中年大姐撇了撇嘴不知道从哪儿掏出了一包瓜子嗑了起来。
这个屋子不大,刚好就能容纳下三个人,此刻外面雨点密集,屋里瓜子声噼啪。
念恩这个天然呆东张西望的看着墙上的纪念品,张宇感觉自己的脚丫子都能抠出三室一厅了。
突然,张宇灵光一闪:“大姐……”
“不讲价呢……”
“额……不是,我是想问咱们庙门口的十大鬼差,是不是缺了两个人啊……”
张宇觉得,反正闲着也是闲着,不如就问问这里的工作人员,说不定他们还真就知道一些典故呢。
那中年大姐斜楞他一眼,没吱声,继续嗑瓜子。
……
“大姐……大姐~!”张宇试图唤醒中年大姐的母爱,结果好像是徒劳的:“大姐,我照相……”

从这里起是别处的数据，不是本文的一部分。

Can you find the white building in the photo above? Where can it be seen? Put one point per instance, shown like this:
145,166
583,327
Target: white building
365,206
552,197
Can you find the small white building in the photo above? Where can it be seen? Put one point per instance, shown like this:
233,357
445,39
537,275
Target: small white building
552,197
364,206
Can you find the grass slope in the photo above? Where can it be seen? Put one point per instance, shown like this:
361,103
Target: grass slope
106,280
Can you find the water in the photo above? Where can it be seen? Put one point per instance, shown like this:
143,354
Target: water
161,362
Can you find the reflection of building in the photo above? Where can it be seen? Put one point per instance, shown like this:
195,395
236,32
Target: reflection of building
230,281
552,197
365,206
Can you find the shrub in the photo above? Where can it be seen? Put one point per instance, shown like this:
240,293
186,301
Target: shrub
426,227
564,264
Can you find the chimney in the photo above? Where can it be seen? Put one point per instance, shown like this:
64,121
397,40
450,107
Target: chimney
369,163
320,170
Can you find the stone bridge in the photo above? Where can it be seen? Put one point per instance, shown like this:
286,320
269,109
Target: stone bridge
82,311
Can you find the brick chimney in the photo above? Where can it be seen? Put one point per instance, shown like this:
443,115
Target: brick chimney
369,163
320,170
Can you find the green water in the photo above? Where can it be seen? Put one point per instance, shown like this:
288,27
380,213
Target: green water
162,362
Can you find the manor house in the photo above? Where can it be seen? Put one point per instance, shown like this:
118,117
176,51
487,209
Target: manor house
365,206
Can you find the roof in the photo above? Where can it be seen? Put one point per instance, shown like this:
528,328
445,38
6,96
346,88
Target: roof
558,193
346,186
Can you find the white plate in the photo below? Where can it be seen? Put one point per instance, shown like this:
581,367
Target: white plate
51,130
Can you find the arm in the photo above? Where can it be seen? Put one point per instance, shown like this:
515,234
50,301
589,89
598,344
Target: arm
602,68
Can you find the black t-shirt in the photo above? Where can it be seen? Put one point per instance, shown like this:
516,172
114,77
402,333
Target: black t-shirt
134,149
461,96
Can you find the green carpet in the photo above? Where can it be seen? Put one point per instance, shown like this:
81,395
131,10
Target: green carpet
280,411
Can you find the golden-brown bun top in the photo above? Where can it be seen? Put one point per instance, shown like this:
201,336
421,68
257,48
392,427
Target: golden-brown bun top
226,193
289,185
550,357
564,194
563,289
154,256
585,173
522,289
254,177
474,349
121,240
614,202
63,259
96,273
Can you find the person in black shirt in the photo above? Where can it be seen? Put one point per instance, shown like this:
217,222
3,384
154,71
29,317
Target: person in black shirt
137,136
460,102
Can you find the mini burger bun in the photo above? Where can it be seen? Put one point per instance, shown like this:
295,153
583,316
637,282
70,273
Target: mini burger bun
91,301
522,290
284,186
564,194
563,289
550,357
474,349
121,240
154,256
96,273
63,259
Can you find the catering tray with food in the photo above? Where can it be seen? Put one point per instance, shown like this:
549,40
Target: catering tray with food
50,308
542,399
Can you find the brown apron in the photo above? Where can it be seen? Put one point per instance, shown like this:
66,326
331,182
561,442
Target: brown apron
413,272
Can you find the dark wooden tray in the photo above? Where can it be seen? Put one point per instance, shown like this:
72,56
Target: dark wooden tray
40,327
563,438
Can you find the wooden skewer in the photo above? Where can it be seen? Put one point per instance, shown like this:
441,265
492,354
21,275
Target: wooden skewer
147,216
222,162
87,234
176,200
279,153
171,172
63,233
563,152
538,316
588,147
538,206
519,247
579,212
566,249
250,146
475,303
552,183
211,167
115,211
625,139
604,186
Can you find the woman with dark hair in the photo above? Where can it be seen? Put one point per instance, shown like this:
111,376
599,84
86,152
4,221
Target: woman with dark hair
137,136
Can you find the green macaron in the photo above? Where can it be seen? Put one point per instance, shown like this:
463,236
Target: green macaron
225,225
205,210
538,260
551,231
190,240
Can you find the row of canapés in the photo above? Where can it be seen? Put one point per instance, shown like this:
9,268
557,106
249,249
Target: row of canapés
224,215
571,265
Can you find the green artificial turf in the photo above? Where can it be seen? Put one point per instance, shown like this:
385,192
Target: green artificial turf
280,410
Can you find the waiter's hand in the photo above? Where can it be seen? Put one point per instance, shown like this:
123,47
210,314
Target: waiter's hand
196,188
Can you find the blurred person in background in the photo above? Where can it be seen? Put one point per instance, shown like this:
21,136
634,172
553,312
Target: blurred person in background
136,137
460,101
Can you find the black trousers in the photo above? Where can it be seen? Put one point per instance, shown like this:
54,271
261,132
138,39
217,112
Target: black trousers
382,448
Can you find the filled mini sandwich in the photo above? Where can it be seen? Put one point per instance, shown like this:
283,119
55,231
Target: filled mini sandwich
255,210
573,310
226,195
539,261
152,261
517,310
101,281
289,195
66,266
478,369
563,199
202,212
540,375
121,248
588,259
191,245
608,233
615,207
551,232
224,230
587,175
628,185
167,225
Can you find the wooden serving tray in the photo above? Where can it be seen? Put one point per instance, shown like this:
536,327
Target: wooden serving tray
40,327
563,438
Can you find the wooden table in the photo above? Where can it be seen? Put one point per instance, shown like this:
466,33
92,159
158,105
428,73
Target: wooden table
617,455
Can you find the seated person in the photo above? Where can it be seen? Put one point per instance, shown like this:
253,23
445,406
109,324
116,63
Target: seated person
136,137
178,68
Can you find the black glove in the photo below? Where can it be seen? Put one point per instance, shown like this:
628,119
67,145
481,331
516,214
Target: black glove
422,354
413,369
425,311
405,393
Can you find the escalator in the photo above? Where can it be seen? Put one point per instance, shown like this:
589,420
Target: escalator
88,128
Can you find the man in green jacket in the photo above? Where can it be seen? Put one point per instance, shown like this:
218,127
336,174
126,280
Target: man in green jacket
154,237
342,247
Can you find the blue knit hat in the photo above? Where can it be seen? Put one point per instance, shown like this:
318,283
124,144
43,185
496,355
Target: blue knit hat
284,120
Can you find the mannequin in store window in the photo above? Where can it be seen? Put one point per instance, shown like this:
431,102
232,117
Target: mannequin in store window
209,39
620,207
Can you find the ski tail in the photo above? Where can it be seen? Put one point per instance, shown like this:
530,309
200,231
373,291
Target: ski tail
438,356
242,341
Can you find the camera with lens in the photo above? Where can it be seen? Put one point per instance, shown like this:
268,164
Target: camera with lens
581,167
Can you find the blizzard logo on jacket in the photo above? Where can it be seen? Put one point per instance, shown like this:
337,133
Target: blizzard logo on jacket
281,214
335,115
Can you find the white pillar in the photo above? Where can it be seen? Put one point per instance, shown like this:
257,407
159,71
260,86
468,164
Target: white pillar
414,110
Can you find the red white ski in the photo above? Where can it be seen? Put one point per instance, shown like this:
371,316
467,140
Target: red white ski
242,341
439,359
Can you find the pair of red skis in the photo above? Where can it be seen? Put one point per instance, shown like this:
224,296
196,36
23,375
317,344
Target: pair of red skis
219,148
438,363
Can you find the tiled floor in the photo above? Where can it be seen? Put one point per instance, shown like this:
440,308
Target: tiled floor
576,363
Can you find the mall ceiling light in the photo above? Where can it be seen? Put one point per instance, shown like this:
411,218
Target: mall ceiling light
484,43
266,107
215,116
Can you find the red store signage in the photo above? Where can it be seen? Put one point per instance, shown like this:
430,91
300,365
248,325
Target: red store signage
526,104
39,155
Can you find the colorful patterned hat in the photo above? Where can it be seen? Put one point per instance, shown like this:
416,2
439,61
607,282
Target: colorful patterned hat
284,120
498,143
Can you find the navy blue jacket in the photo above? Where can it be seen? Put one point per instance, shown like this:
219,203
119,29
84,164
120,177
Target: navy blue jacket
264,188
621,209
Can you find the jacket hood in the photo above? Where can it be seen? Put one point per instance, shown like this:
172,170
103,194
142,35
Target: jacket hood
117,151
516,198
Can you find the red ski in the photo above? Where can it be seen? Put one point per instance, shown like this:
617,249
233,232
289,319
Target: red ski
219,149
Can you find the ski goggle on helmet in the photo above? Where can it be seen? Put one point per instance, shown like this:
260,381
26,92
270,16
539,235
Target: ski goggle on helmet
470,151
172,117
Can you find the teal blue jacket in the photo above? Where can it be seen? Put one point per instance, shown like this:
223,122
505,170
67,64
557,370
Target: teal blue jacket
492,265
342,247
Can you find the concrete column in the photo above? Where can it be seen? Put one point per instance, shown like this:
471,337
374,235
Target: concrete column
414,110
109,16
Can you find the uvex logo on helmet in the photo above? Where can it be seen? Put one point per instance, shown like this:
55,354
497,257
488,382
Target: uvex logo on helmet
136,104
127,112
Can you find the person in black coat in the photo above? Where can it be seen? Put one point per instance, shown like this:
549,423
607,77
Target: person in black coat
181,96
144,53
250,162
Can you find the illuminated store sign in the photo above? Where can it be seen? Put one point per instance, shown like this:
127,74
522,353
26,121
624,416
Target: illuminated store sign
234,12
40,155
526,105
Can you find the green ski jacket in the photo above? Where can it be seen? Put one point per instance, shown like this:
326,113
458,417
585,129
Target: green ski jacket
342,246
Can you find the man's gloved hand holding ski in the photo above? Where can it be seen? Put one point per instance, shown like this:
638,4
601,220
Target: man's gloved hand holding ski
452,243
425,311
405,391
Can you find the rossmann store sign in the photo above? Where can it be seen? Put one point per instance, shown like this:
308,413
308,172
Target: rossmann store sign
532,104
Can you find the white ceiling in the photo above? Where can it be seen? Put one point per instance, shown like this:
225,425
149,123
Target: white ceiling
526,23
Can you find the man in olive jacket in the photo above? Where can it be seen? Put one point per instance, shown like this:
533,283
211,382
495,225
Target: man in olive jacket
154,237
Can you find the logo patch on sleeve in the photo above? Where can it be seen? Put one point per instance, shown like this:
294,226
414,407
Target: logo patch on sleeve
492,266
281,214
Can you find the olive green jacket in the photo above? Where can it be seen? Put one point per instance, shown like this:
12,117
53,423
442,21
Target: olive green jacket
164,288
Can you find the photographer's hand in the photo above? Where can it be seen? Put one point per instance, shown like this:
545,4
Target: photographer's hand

一听照相,大姐顿时脸色就从冰冻三尺非一日之寒变成了十里桃花相映红。
“先给钱,扫这儿”大姐一挺自己的胸脯子指了指挂在胸口的二维码:“哎呀,这事儿说来就话长了。”
“当年是有十个鬼差的,那黑白无常像还不小呢,结果就上个月鬼节前几天吧,也差不多是这个天气,也不知道是哪儿来的阴风,黑白无常那么往里的神像,愣是摔个粉碎,你说邪门儿不。”
中年妇女的战斗力简直不是盖的,你给她一把瓜子一个马扎,她能把整个胡同的人都给你讲究一遍。
也许是这50块钱的后劲儿太大,不到15分钟的时间,他甚至都知道大姐的儿子大学学的哪个专业了,听大姐那个意思简直就是光宗耀祖,族谱撕了从她儿子那页开始写。
“大姐,二本学个新闻……哎……你家孩子以后你得挺操心啊,毕业基本就等于失业了,那个照片我们不照了,你多攒点钱,以后给你家儿子做点小买卖啥的嗷。”看着雨停了,张宇相都不照了,拉着念恩就往外跑。
“哎~你这孩子咋说话呢,我们村儿就出我家儿子这么一个本科生,他毕业还得养我呢,咋可能失业呢!”身后的大姐还在喋喋不休,发表者心中的不满。
此刻的张宇已经没心情和大姐浪费口舌了,因为他其实也解释不明白,拼尽全力上了大学,怎么到了社会上,还能没用呢。
更主要是的现在的张宇已经有了头绪了,
从大姐的只言片语中,他揣摩到黑白无常其实来过这里,他们想找的是女娲手里的某个东西。
结果这地方真有女娲神迹,他们不但狗屁没找到,还挨了顿好揍,导致自己在凡间的法身都碎了。
那就是说,其实所有问题的关键,还是在之前自己和念恩刚来时候的那个小庙
说不定门口的雕像那句趁风帆,满载还,怎肯空行到宝山说的其实就是宝物所藏的地方。